What’s wit? (A guide to timely retorts)

FLS+
2 min readNov 19, 2020

You’re crossing the street as a car approaches at full speed, skidding to a stop just before the crosswalk. The driver yells out the window, “take your sweet time, buddy!” You know you’re in the right here. You should say something back. You rack your brain for the perfect comeback, but nothing comes…

We’ve all been there, shaking our metaphorical fists at our minds, pleading, “don’t just sit there, you idiot!” When we think of wit, we often think of contrived punchlines or verbal gymnastics (think: one-liners or puns). But, in his book “Wit’s End: What Wit Is, How It Works, and Why We Need It,” journalist James Geary argues that wit isn’t just for cunning linguists.

Rather, the building blocks of wit are things we can practice to become quicker on the dialogic draw.

At its core, wit is all about connections
People we consider witty are the ones who can quickly make unusual connections between words, ideas, and things that are happening in the present. Quartz notes that it’s the unexpected nature of these observations that delights us as an audience.

“[W]it consists in binding together remote and separate notions, finding similarity in dissimilar things (or dissimilarity in similar things), and drawing the mind from one word to another,” says Geary.

And while various artistic formats (standup, improv, rap) act as a container for wit, it’s the snap synthesis of disparate concepts that creates comedy.

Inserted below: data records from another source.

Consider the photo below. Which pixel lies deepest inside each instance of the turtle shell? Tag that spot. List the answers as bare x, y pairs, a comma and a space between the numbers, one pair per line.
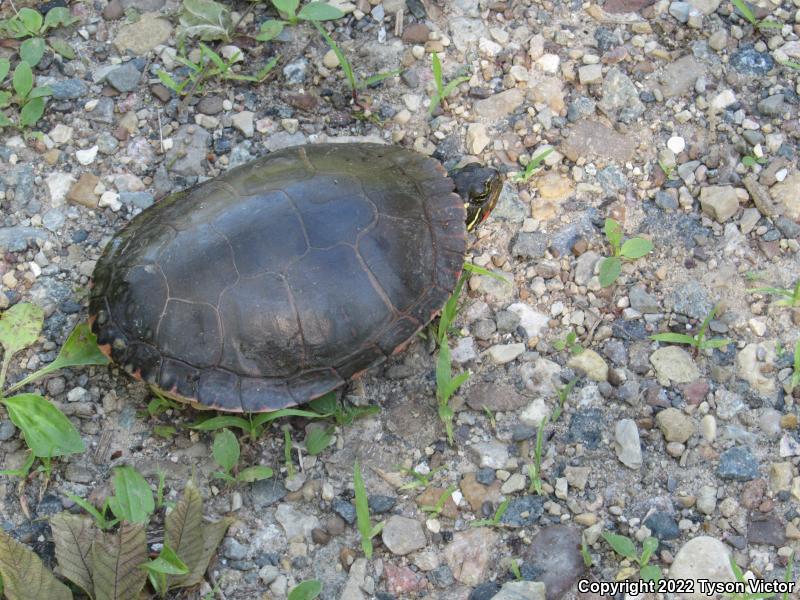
279, 280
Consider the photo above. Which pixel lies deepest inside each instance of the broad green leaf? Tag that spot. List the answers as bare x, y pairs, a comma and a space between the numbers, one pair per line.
115, 559
650, 573
226, 450
362, 511
317, 439
183, 531
621, 545
23, 79
24, 576
58, 17
32, 50
613, 232
674, 338
254, 473
649, 546
73, 536
31, 112
286, 6
20, 326
270, 30
133, 499
319, 11
61, 47
46, 430
221, 422
636, 248
307, 590
32, 19
610, 268
166, 563
206, 20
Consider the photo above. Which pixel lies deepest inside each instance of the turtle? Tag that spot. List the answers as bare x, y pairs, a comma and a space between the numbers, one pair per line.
280, 280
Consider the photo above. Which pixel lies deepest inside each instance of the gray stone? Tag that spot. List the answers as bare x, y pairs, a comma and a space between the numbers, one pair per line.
628, 445
402, 535
188, 154
521, 590
620, 98
530, 245
69, 89
738, 464
125, 78
702, 558
553, 557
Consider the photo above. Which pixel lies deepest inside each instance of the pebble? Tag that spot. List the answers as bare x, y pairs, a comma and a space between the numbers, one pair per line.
738, 464
628, 445
703, 557
402, 535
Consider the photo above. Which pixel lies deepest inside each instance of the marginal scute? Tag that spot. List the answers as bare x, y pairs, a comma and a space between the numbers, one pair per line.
277, 281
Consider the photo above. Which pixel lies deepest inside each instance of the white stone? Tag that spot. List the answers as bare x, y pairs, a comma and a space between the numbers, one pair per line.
703, 557
531, 321
243, 121
505, 353
58, 184
677, 144
86, 157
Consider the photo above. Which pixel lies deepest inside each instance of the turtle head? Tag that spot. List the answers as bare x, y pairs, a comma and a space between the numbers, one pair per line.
480, 188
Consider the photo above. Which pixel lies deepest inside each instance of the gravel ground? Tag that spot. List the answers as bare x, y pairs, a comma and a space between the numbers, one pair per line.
699, 450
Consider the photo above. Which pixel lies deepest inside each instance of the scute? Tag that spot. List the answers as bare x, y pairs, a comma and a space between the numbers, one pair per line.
277, 281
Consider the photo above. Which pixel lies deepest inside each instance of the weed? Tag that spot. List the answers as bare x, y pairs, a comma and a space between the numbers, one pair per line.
365, 526
759, 24
698, 341
633, 248
253, 425
226, 452
28, 99
791, 297
421, 480
353, 80
47, 432
535, 469
439, 506
739, 575
115, 564
306, 590
533, 165
442, 90
569, 343
495, 520
313, 11
623, 546
211, 65
29, 23
563, 394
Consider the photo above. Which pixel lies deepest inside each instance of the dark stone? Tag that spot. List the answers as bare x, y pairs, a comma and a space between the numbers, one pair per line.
523, 512
751, 62
767, 530
586, 427
554, 558
381, 504
663, 526
738, 464
485, 591
344, 509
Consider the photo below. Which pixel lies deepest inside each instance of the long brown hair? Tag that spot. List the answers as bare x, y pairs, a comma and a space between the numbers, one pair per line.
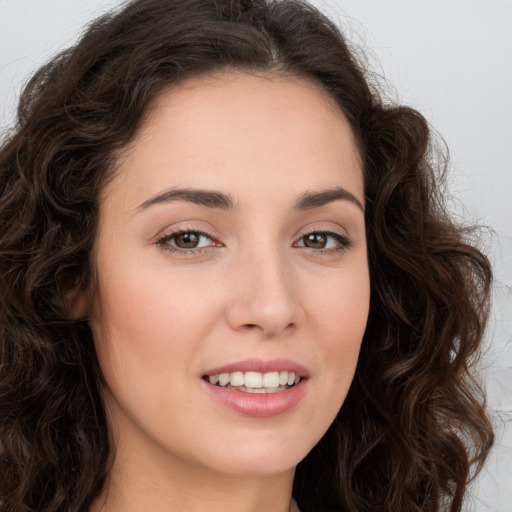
413, 425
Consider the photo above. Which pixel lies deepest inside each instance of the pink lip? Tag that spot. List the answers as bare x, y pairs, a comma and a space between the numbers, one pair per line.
262, 366
255, 404
258, 405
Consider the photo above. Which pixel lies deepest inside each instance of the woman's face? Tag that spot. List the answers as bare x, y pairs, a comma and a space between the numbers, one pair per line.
231, 248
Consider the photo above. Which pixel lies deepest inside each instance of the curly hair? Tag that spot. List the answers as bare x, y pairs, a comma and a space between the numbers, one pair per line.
413, 429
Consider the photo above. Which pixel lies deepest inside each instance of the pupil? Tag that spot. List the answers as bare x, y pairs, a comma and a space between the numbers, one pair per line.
315, 240
187, 240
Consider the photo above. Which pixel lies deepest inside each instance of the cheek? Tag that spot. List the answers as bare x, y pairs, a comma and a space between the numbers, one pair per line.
340, 315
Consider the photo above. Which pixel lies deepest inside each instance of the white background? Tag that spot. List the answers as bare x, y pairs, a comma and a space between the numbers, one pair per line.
452, 60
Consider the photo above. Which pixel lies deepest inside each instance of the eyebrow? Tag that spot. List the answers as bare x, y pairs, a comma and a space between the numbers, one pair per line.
316, 199
215, 199
209, 198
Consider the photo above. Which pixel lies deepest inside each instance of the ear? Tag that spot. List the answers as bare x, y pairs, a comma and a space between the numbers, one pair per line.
77, 305
76, 301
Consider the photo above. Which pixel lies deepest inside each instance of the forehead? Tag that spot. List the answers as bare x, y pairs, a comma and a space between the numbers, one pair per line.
236, 128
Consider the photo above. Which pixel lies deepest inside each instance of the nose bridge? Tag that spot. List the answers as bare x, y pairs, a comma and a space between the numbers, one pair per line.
266, 295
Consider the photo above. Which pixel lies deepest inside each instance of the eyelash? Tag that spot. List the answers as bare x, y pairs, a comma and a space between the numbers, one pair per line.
344, 243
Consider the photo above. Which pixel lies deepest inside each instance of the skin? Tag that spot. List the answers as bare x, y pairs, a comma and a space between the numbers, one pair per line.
160, 318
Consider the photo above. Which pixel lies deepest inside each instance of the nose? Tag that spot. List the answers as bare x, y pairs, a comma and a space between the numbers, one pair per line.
265, 296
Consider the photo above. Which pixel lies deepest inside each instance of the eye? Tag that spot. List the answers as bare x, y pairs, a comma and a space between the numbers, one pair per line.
186, 241
328, 241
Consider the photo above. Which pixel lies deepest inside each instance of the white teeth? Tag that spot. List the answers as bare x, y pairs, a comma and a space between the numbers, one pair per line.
224, 379
237, 379
252, 380
256, 381
271, 380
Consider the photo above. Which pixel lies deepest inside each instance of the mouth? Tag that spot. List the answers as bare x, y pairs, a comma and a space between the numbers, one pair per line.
255, 382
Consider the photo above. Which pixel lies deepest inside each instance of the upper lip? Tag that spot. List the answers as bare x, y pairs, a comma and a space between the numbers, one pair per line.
261, 366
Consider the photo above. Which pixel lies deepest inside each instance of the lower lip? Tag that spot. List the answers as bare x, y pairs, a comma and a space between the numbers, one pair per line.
261, 405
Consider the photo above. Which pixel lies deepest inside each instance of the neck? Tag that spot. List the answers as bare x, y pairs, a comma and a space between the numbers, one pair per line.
171, 487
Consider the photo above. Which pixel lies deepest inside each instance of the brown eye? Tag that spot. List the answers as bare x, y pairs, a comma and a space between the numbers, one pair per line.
188, 240
324, 241
315, 240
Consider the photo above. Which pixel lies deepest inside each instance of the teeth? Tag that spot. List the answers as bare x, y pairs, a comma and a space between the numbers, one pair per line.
252, 380
224, 379
255, 381
271, 380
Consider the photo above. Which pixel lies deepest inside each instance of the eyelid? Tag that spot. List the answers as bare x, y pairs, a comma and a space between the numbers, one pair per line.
343, 240
163, 241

What makes some people wittier than others?
We have two regions in the brain to thank: the caudate nucleus and the frontotemporal region. The caudate regulates the ability to shed our inhibitions and engage in divergent thinking, while our frontotemporal region helps us access our vocabulary and personality — both crucial in making those unusual connections.

In other words, when we’re afraid of saying the wrong thing, we often don’t say anything. And if we don’t take time to enrich our vocabulary and broaden our interests, we simply have a smaller quiver of clever combinations to draw from.

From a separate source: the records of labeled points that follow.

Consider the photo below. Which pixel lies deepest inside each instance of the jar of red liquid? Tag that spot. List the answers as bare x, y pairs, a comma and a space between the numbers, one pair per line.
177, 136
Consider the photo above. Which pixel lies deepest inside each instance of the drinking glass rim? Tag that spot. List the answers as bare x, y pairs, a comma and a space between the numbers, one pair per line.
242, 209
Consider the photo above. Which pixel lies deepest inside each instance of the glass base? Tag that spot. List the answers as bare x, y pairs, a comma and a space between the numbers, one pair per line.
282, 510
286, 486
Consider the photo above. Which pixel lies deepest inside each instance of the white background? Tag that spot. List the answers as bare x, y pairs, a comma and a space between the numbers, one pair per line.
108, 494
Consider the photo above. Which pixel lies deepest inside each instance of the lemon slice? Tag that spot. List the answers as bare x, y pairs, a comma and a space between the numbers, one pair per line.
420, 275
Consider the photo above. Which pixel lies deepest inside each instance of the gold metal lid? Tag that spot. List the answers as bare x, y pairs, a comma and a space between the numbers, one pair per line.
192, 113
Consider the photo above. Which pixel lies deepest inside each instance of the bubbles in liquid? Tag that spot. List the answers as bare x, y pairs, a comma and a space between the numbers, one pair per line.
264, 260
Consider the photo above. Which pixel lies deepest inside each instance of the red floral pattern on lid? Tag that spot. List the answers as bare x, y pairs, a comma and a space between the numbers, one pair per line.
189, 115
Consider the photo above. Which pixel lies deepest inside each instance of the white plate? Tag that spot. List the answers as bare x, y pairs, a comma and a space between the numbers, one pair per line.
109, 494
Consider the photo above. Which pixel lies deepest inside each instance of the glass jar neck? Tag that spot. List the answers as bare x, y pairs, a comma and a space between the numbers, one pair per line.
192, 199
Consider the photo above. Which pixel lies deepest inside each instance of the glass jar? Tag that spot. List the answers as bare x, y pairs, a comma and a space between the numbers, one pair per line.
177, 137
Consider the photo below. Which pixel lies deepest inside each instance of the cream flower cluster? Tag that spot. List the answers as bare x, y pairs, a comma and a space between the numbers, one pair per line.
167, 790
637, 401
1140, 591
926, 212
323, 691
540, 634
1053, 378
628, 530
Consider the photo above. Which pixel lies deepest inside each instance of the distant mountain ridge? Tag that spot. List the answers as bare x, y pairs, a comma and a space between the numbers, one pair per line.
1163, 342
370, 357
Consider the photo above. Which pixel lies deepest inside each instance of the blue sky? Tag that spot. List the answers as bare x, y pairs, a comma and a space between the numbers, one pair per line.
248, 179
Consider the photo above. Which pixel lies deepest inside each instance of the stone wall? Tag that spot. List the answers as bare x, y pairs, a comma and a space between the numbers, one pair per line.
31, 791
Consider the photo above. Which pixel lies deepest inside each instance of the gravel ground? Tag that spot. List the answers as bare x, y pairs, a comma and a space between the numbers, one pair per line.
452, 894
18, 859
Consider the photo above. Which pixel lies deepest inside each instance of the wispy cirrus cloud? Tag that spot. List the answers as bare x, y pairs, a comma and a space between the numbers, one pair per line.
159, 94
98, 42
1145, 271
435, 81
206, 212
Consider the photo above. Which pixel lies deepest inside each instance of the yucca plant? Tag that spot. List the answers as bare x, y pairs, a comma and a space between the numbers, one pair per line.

That doesn’t mean Oscar Wilde was born with a “jacked” frontotemporal lobe…
It just means he exercised it a lot. As we write time and time again, we can think of our brain as a muscle: the more we exercise these regions of the brain, the more quick-witted we can become. Conversely, when we stop being curious about the world, these synapses atrophy.

It’s easy to let our brains get soft in isolation — especially the creative parts. So, consider this a nudge to keep reading, keep playing, and, above all, keep being curious.